How to Succeed in Business Without Really Trying at Southwark Playhouse ★★★★

How to Succeed in Business Without Really Trying originally premiered in 1961. With music by Guys & Dolls composer Frank Loesser, the musical was an instant hit winning both the Tony Award for Best Musical and a Pulitzer Prize. The original West End production opened at the Shaftesbury Theatre in 1963 directed by book writer Abe Burrows and renowned director/choreographer Bob Fosse. A film adaptation was produced in 1967, with most of the original Broadway cast reprising their roles. Since then the show has seen international success and sparkling revivals have been mounted starring the likes of Matthew Broderick and Megan Mullally in 1995 and our own Daniel Radcliffe in a 50th Anniversary production in 2011 on Broadway. Now How To Succeed is back in London, this time at the Southwark Playhouse in a small intimate production which sees the show enthusiastically reinvented, providing a fresh take on the classic musical.

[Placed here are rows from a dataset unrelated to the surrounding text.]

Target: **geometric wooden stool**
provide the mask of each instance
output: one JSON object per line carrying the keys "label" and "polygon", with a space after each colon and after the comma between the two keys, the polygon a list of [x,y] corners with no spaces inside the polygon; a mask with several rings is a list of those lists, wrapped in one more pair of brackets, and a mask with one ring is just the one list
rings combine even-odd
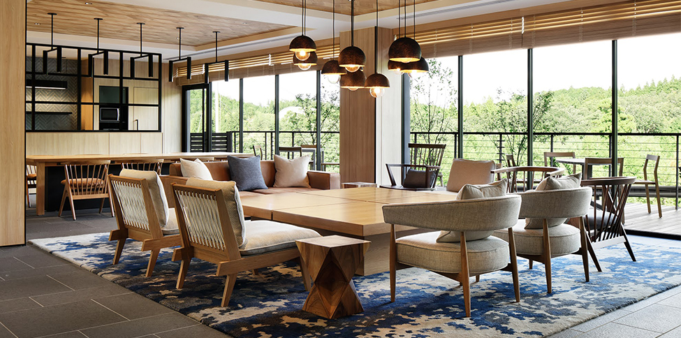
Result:
{"label": "geometric wooden stool", "polygon": [[[333,235],[295,241],[314,284],[302,309],[334,319],[364,311],[352,277],[369,241]],[[305,278],[305,277],[304,277]]]}

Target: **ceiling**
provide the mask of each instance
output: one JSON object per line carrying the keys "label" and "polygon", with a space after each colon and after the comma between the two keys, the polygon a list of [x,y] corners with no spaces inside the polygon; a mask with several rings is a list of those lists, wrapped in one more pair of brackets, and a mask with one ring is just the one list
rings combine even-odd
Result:
{"label": "ceiling", "polygon": [[[279,3],[281,5],[292,6],[300,8],[302,0],[257,0],[262,2],[270,3]],[[409,5],[409,11],[411,11],[411,5],[416,1],[416,3],[434,1],[435,0],[409,0],[407,3]],[[402,0],[379,0],[379,10],[386,10],[388,9],[397,8],[397,3],[404,6],[404,1]],[[308,10],[322,10],[324,12],[333,12],[334,0],[308,0]],[[335,0],[336,13],[349,15],[351,13],[350,1],[348,0]],[[376,0],[355,0],[355,15],[360,15],[376,11]]]}
{"label": "ceiling", "polygon": [[[307,0],[306,35],[316,41],[332,36],[334,0]],[[452,20],[570,0],[415,0],[416,24]],[[85,4],[85,2],[91,3]],[[140,27],[143,50],[161,53],[164,59],[177,57],[177,27],[182,30],[182,55],[196,58],[214,55],[215,36],[220,31],[219,55],[287,45],[300,34],[302,0],[27,0],[27,41],[50,43],[50,15],[54,17],[54,43],[94,47],[101,22],[103,48],[136,51]],[[397,0],[379,0],[379,26],[397,28]],[[407,1],[408,16],[413,7]],[[350,1],[335,0],[335,35],[349,31]],[[355,0],[355,29],[376,24],[376,0]],[[402,10],[403,12],[404,10]],[[36,25],[35,23],[41,24]]]}

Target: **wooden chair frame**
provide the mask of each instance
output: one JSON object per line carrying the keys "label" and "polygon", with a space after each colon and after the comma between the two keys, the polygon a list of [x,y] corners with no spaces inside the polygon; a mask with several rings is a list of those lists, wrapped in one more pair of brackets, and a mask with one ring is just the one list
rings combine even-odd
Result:
{"label": "wooden chair frame", "polygon": [[[66,182],[64,186],[64,194],[61,196],[61,204],[59,205],[59,216],[61,216],[64,211],[64,204],[68,198],[71,207],[71,216],[75,221],[75,208],[73,207],[74,200],[91,200],[101,198],[99,205],[99,213],[102,213],[104,208],[104,200],[109,198],[107,175],[109,173],[109,160],[105,161],[83,161],[64,163],[64,169],[66,174]],[[89,184],[88,180],[92,180],[94,184]],[[80,180],[80,184],[78,184]],[[85,180],[85,184],[82,182]],[[76,184],[73,184],[76,182]],[[96,182],[96,183],[95,183]],[[111,208],[111,216],[113,216],[113,208]]]}
{"label": "wooden chair frame", "polygon": [[[161,249],[180,245],[182,242],[180,234],[163,235],[159,225],[159,217],[154,207],[152,196],[149,191],[149,184],[147,183],[146,179],[110,175],[109,182],[112,188],[112,204],[116,210],[116,223],[118,224],[118,229],[111,230],[109,234],[110,241],[118,241],[116,244],[116,252],[114,254],[113,264],[118,264],[126,240],[131,238],[141,241],[142,251],[152,251],[149,257],[146,274],[147,277],[150,277],[154,272]],[[134,203],[130,203],[131,198],[133,198],[122,196],[117,191],[119,186],[124,186],[141,191],[146,222],[144,221],[144,218],[141,221],[139,219],[136,220],[136,217],[131,214],[136,211],[138,212],[141,211],[133,210],[136,206],[140,205],[135,205]],[[125,201],[121,203],[122,199],[124,199]]]}
{"label": "wooden chair frame", "polygon": [[[654,179],[652,181],[648,179],[648,164],[651,161],[655,162],[655,165],[653,167],[652,175]],[[658,155],[645,155],[645,162],[643,163],[643,179],[636,179],[634,182],[634,184],[640,184],[645,186],[645,200],[647,202],[648,205],[648,214],[650,214],[650,191],[648,186],[652,184],[655,186],[655,197],[657,199],[657,213],[660,218],[662,218],[662,203],[660,200],[660,184],[657,179],[657,167],[660,163],[660,156]],[[622,176],[620,172],[620,174]],[[30,205],[29,205],[30,206]]]}
{"label": "wooden chair frame", "polygon": [[[239,272],[256,270],[291,260],[297,260],[300,265],[305,290],[310,289],[310,275],[307,266],[302,264],[300,253],[297,247],[268,252],[262,254],[242,256],[237,245],[234,230],[229,221],[224,196],[220,189],[202,189],[173,184],[173,196],[175,200],[175,212],[182,237],[182,247],[175,249],[173,260],[182,260],[177,276],[177,288],[182,288],[191,258],[196,258],[217,264],[216,276],[226,276],[225,288],[222,294],[221,306],[229,304],[232,291]],[[189,198],[201,200],[204,205],[196,206],[185,201]],[[213,205],[214,207],[209,206]],[[214,208],[217,206],[217,210]],[[212,212],[210,214],[210,212]],[[219,221],[221,228],[220,240],[204,240],[203,243],[193,241],[197,238],[190,233],[186,221],[201,223],[212,220]]]}
{"label": "wooden chair frame", "polygon": [[[594,206],[594,214],[585,216],[583,223],[586,228],[589,240],[590,240],[587,241],[589,253],[591,254],[599,271],[602,271],[602,270],[598,258],[596,257],[594,251],[596,249],[624,243],[631,257],[631,260],[636,261],[634,251],[631,249],[631,245],[627,237],[627,232],[624,231],[623,226],[624,206],[631,189],[631,184],[636,179],[636,178],[634,177],[596,177],[582,180],[582,186],[594,188],[594,198],[592,201]],[[597,207],[599,197],[602,197],[600,210]],[[600,222],[596,221],[599,214],[601,216]],[[593,225],[589,221],[591,217],[594,221]]]}
{"label": "wooden chair frame", "polygon": [[156,174],[160,175],[163,163],[163,159],[126,160],[124,162],[121,162],[121,167],[123,169],[132,169],[133,170],[155,171]]}

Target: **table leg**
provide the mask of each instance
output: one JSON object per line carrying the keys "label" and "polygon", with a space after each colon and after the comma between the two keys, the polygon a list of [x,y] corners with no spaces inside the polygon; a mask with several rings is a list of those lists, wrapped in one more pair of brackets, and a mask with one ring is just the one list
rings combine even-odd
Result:
{"label": "table leg", "polygon": [[40,162],[36,165],[36,214],[45,214],[45,163]]}

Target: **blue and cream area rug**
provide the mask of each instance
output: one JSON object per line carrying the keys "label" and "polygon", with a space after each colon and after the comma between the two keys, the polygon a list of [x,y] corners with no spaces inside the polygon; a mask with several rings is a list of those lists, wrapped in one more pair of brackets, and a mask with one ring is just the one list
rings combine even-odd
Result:
{"label": "blue and cream area rug", "polygon": [[591,265],[584,281],[581,258],[552,263],[553,293],[546,293],[543,265],[527,268],[520,259],[520,303],[514,302],[509,272],[481,276],[471,286],[472,317],[464,318],[458,282],[420,269],[397,273],[395,302],[390,302],[389,274],[353,280],[365,311],[327,320],[301,309],[307,293],[296,265],[239,275],[228,307],[220,307],[224,278],[215,265],[194,260],[184,288],[175,288],[178,262],[161,251],[154,274],[145,277],[149,253],[129,240],[120,263],[111,264],[115,242],[108,234],[34,240],[52,254],[236,337],[541,337],[681,284],[681,249],[634,245],[632,262],[624,245],[598,250],[603,267]]}

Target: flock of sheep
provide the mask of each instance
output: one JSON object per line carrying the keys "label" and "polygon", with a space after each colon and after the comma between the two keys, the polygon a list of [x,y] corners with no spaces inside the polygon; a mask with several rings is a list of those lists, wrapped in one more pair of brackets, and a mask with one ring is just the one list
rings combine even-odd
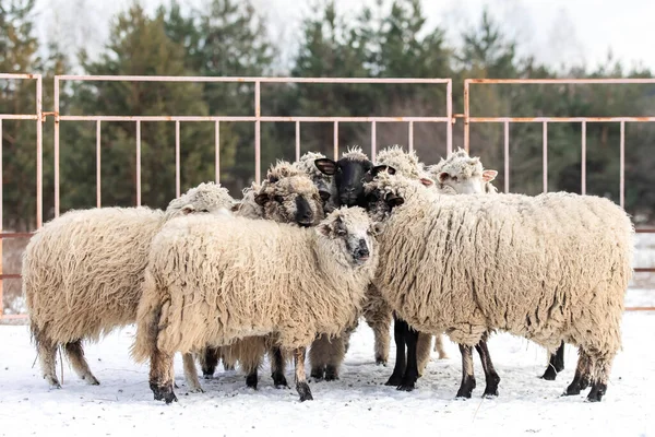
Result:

A satire of big business and all it holds sacred, the celebrated musical follows the rise of J. Pierrepont Finch, a young man who uses a little handbook called How to Succeed in Business without Really Trying to manipulate his way up the corporate ladder from lowly ambitious window washer to high-powered executive. Along the way he tackles such familiar but potent dangers as the aggressively compliant “company man”, the office party, backstabbing co-workers, caffeine addiction and, of course, true love.

In this Southwark Playhouse production, Georgie Rankcom directs Gabrielle Friedman (Little Woman, Sondheim: Old Friends) as J. Pierrepont Finch, Allie Daniel (Legally Blonde, Rent, Millennials) as Rosemary Pilkington, Tracie Bennett (Tony winner, double Olivier award winner, Hangmen, Mame, Ruthless The Musical) as J.B. Biggley, Elliot Gooch (Dorian: A Rock Musical, Grease, Once On This Island) as Bud Frump, Milo McCarthy (Birds and Bees, Rodgers & Hammerstein’s Cinderella, Carrie) as Mr. Milton Gatch, Verity Power (Zombies: The Musical, Blonde, Trump L’Oeil) as Smitty, Grace Kanyamibwa (The Book Of Mormon, Gypsy, Pippin) as Miss Jones, Annie Aitken (Rodgers & Hammerstein’s Cinderella, Jekyll & Hyde The Musical, Frank Wildhorn & Friends) as Hedy Larue, Danny Lane (Only Fools and Horses The Musical, Anyone Can Whistle, Soho Cinders) as Mr. Twimble/Mr. Wally Womper, Taylor Bradshaw (42nd Street, Spring Awakening, South Pacific) as Mr. Bert Bratt and RuPaul Drag Race legend Michelle Visage as the Voice Of “The Book”.

As J. Pierrepont Finch, Gabrielle Friedman  gives a solid performance. Barely leaving the stage in this mammoth role, they confidently embrace the character head on portraying a Finch that’s genuine and seemingly bursting with ambition. The chemistry between Friedman and Allie Daniel, who plays Rosemary, is sweet and perfectly in sync with the tone of the show. Tracie Bennett gives a not-to-be-missed masterclass in her portrayal of World Wide Wicket Company boss J.B. Biggley. With incredible wit and comic timing, Bennet has a lot of fun and has the audience in stitches from her first entrance. Verity Power gave a fun performance as Smitty, drawing focus whenever onstage and Grace Kanyamibwa as Miss Jones was a commanding presence. Milo McCarthy gave a perfectly stoic performance as Mr. Milton Gatch while Taylor Bradshaw’s Mr. Bert Bratt was every bit the company man. Danny Lane as Mr. Twimble/Mr. Wally Womper gave an energetic performance throughout and Annie Aitken’s Hedy Larue provided many a laugh. Elliot Gooch’s portrayal as Bud Frump was absolutely hilarious throughout. With oodles of personality and bouts of physical humour, Gooch gave a lively scene-stealing performance. As Rosemary Pilkington, Allie Daniel gives an unforgettable performance. With a delightful blend of deadpan humour and genuine heartfelt emotion, she gave a performance that was equal parts reverent and fresh. Daniel’s vocal placement and control throughout the show are sublime, leaving the audience humming Happy To Keep His Dinner Warm for days.

In this production of How To Succeed, director Georgie Rankcom has truly worked wonders in bringing a fresh perspective to the show. A lot of revivals are produced based on nostalgia, bringing back familiar characters with tried and tested stories, often without much artistic merit. Rankcom has avoided this trope and allowed her gender diverse actors to bring each character to life in a new way with their own personalities and individuality shining through. With the other Frank

Loesser behemoth Guys & Dolls playing just down the road, this is a great opportunity to see How To Succeed in a wonderfully intimate venue in a very special production.